The crowd began booing and the jeers escalated as Trump repeated a line he has used before about George W. Bush failing to protect the country from the 9/11 attacks.

“The World Trade Center came down during your brother’s [presidency] …remember that,” the real estate tycoon said as the crowd nearly drowned him out with boos.

Bush responded, “I am sick and tired of him going after my family. My dad is the greatest man alive in my mind and while Donald Trump was building a reality TV show, my brother was building a security apparatus to keep us safe.”

The former Florida governor added that his mother — whose role in the campaign Trump has also critiqued — “is the strongest woman I know.”

Trump butted in, “She should be running."

South Carolina is known for its dirty politics, and the candidates — with the exceptions of John Kasich and Ben Carson — appeared willing to get down in the mud. 

At one point late in the debate so many candidates were talking aggressively over one another that CBS moderator John Dickerson said, “We’re in danger of driving this into the dirt.”

Fitting with the harsh tone of the event, there was also a concerted effort by Trump and Rubio to brand Cruz — who often paints himself as a lone conservative truth-teller — as a liar who will say anything to get elected.

“You are the single biggest liar,” Trump said to Cruz, after the Texas senator accused him of supporting federal taxpayer funding for Planned Parenthood.

At another point, Trump shouted over Cruz, “Why do you lie?”

Cruz replied, “Donald, adults learn not to interrupt each other.”

Rubio hit the same theme earlier in the night, saying, “For a number of weeks now, Ted Cruz has just been telling lies.
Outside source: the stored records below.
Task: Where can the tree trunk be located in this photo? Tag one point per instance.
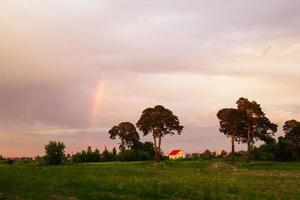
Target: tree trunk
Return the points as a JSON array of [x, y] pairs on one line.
[[249, 145], [232, 146], [159, 144], [156, 150]]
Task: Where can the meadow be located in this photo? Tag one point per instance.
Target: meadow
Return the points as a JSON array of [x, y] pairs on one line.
[[146, 180]]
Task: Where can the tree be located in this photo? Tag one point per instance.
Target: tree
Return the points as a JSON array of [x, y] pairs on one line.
[[232, 124], [159, 122], [127, 133], [291, 129], [55, 152], [259, 126]]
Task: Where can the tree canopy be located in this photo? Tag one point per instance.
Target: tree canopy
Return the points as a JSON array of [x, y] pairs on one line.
[[127, 133], [159, 121], [258, 125]]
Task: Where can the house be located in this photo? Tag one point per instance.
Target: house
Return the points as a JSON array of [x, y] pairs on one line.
[[177, 154]]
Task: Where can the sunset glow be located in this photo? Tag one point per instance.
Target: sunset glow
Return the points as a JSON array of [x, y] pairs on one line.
[[99, 92], [70, 70]]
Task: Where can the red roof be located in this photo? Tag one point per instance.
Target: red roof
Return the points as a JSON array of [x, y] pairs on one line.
[[174, 152]]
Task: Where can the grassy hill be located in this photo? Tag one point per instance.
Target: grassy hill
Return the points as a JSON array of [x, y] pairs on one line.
[[145, 180]]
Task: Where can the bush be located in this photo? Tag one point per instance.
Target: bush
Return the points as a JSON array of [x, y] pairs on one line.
[[55, 152], [10, 161]]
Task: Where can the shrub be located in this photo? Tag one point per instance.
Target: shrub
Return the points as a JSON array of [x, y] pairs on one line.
[[55, 152]]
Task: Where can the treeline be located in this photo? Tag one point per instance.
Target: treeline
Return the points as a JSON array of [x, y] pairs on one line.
[[55, 154], [287, 148], [141, 152], [248, 123]]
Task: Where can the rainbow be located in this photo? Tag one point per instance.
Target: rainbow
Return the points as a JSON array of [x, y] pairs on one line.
[[97, 98]]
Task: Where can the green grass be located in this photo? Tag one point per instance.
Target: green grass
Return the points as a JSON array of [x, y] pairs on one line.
[[145, 180]]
He lied about Ben Carson in Iowa, he lies about marriage, he’s lying about all sorts of things.”

The fierceness of Saturday night’s exchanges reflected the high stakes in the race for the nomination.

As the third primary contest on the calendar, South Carolina could further whittle down the Republican field, particularly if Kasich, Rubio or Bush break out. Trump and Cruz are running first and second in polls of the state, respectively.
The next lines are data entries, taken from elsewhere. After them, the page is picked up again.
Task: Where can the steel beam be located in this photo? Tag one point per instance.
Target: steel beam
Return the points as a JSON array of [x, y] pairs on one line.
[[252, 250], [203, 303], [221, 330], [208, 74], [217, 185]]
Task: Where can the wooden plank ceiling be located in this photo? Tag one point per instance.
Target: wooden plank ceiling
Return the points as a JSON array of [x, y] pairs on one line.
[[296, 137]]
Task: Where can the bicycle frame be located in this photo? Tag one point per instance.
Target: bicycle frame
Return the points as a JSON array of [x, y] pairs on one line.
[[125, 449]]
The CBS debate was not only the last time the candidates would be on stage together before the South Carolina primary but before the Nevada caucuses, too.

For Kasich, who finished last year with a paltry $2.5 million cash on hand, the debate was particularly crucial as he seeks to show his second-place showing in New Hampshire was no fluke.
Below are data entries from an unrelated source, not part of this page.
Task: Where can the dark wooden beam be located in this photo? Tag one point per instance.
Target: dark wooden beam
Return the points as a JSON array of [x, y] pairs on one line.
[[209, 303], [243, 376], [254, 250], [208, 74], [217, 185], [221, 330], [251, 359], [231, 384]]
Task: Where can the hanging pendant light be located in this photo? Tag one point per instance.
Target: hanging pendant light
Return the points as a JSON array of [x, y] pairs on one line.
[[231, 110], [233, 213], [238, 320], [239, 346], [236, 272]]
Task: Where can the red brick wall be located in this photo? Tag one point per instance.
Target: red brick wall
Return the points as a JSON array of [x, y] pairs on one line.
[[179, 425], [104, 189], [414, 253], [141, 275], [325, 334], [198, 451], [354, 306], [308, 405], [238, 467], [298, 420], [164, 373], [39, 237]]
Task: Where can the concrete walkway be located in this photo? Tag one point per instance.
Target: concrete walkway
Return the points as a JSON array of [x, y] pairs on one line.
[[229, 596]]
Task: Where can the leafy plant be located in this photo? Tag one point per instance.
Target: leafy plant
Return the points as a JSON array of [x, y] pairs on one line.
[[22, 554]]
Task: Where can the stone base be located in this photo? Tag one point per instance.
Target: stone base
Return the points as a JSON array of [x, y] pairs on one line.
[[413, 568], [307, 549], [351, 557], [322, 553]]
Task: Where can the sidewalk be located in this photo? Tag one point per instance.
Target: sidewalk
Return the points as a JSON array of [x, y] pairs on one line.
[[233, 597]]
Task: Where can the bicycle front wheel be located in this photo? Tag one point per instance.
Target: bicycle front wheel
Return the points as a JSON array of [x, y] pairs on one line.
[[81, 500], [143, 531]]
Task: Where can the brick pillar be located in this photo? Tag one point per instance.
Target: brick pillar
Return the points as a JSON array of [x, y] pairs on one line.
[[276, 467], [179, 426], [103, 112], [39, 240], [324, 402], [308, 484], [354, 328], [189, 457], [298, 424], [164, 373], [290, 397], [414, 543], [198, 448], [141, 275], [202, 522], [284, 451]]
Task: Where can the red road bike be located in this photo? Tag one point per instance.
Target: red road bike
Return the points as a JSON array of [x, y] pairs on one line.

The Ohio governor has been battered by Bush's super-PAC Right to Rise, which, sensing Kasich as a threat, has been spending against him.

But Kasich refused to engage in the melee, positioning himself as the high-minded optimist on stage. After Bush hit the governor for expanding Medicaid in Ohio, Kasich said, “The bottom line is the people of this country and this state want to see everybody rise and they want to see unity and I don’t want to get into all this fighting tonight.

“People are frankly sick of the negative campaigning and I’m going to stay positive about what I want to do.”

At another point, Kasich boasted about his appeal to Democrats — an unusual move in a Republican primary.

The debate in Greenville, S.C., was overshadowed to an extent by the death of Scalia, which was made public just a few hours before.  

After a moment of silence for the justice at the start of the debate, the candidates quickly echoed GOP leaders in Congress in arguing that President Obama should not fill the vacancy on the high court during his remaining time in office.

Trump urged Senate Republicans to “delay, delay, delay” any action on a Supreme Court nominee.

Cruz turned Scalia’s death into a broad statement about the stakes of the election, saying America was “one justice away” from a Supreme Court that would undermine religious liberty, the right to bear arms and the anti-abortion-rights movement.

“The reason principle matters, sadly, was illustrated by the first questions today,” Cruz said later in the debate. 

“The next president is going to appoint one, two, three, four Supreme Court justices. If Donald Trump is president he will appoint liberals.”